- Born: 7 November 1952 (age 73) Bad Schwartau, Schleswig-Holstein, West Germany
- Allegiance: West Germany (to 1990) Germany
- Branch: German Navy
- Service years: 1972–2012
- Rank: Vizeadmiral
- Commands: Deputy Inspector General of the Bundeswehr; Inspector of the Joint Support Service; CS Armed Forces Staff;
- Awards: Cross of the Order of Merit of the Federal Republic of Germany

= Wolfram Kühn =

German Navy vice admiral (born 1952)

Wolfram Kühn (born 7 November 1952) is a retired German Navy vice admiral. He served as Deputy Inspector General of the Bundeswehr and Inspector of the Joint Support Service from 2006 to his retirement in 2012.

== Military career ==
Kühn entered the Bundeswehr in 1972. After basic naval officer training, he studied Economics and Business Administration at the University of the Bundeswehr Munich. After graduating in 1977, he served on the Destroyer Schleswig-Holstein as a CIC officer. In 1979, he was promoted to Kapitänleutnant (captain lieutenant) and assigned to the Territorial Command of Schleswig-Holstein as Adjutant of the commander, who was also the highest German responsible within NATO's Allied Forces Northern Europe (AFNORTH). From 1982 to 1984, Kühn served as department head of the supply department on Frigate Rheinland-Pfalz. Selected for the Admiral Staff Officer Course at the Führungsakademie der Bundeswehr it was during this course that he was promoted to Korvettenkapitän (corvette captain).

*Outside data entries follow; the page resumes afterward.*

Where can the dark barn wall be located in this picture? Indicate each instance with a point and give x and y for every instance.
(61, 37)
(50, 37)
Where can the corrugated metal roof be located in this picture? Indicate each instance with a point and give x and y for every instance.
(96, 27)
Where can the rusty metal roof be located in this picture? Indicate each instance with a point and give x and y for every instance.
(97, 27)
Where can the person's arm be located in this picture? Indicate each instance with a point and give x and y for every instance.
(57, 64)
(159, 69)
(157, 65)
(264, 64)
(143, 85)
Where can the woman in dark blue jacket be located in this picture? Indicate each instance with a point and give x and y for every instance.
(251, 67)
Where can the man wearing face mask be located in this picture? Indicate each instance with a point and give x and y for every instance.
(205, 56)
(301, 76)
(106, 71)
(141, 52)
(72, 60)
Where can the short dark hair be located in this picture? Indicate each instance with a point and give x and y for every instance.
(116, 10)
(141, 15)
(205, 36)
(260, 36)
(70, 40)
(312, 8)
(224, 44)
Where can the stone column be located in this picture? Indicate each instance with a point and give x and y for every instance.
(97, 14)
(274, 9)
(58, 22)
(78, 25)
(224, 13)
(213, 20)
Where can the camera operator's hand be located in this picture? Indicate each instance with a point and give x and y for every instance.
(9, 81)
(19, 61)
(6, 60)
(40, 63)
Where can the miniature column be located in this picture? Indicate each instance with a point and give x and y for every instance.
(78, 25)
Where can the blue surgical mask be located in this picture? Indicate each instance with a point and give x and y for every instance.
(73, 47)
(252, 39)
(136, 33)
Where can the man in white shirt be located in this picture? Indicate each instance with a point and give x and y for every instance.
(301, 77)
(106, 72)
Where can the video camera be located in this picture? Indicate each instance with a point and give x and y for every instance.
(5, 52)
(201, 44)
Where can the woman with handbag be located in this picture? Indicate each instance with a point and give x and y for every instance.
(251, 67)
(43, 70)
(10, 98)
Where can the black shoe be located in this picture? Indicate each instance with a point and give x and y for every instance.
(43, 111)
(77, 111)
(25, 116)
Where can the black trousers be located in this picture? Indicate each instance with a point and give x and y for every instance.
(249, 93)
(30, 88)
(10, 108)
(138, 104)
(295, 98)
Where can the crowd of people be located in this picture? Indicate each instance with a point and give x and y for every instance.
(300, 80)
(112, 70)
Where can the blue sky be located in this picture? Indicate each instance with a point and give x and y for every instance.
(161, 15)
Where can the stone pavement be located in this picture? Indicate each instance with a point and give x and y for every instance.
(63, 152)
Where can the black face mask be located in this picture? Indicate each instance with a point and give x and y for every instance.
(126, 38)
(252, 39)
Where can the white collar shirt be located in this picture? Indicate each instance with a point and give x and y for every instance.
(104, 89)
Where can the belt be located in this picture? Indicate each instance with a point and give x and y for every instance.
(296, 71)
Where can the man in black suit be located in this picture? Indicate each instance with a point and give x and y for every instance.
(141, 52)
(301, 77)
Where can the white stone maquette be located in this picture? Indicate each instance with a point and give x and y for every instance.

From 1986 to 1987, Kühn served as an instructor and company commander at the Navy Supply School in List (Sylt). From 1988 to 1989, he again was posted at the Territorial Command of Schleswig-Holstein, this time as a logistics staff officer (G4). Later he served at the Ministry of Defense in Bonn until 1991. From 1991 until 1993, Kühn was assigned to the Navy Supply School as Division Commander and Vice Commander of the school. During the next two years he again served at the Ministry of Defense within the Navy Staff and was responsible for general issues, logistics and procurement. In 1994, he studied at the Defence Resources Management Institute (DRMI) of the Naval Postgraduate School in Monterey, California.

Back in Germany from 1994 to 1997, he served as Chief Financial Officer in the Navy Support Command in Wilhelmshaven. From 1997 to 1998, he studied at the National War College in Washington, D.C. and gained a Master of Science in National Security Strategy. From 1998 to 2001, he was assigned to the Federal Ministry of Defence as a section chief. From 2001 to 2002, Kühn served as Chief of Staff of the Joint Support Command. From 2002 to 2002, he was Staff Department Chief in the Navy Staff. In 2004, he was Chief of Staff of the Inspector General of the Bundeswehr. In 2006, he was promoted to Vizeadmiral (vice admiral) and appointed Inspector of the Joint Support Service and Deputy Inspector General of the Bundeswehr. On 28 March 2012, Kühn handed over his post to Manfred Nielson, his retirement from military service marked by a Großer Zapfenstreich.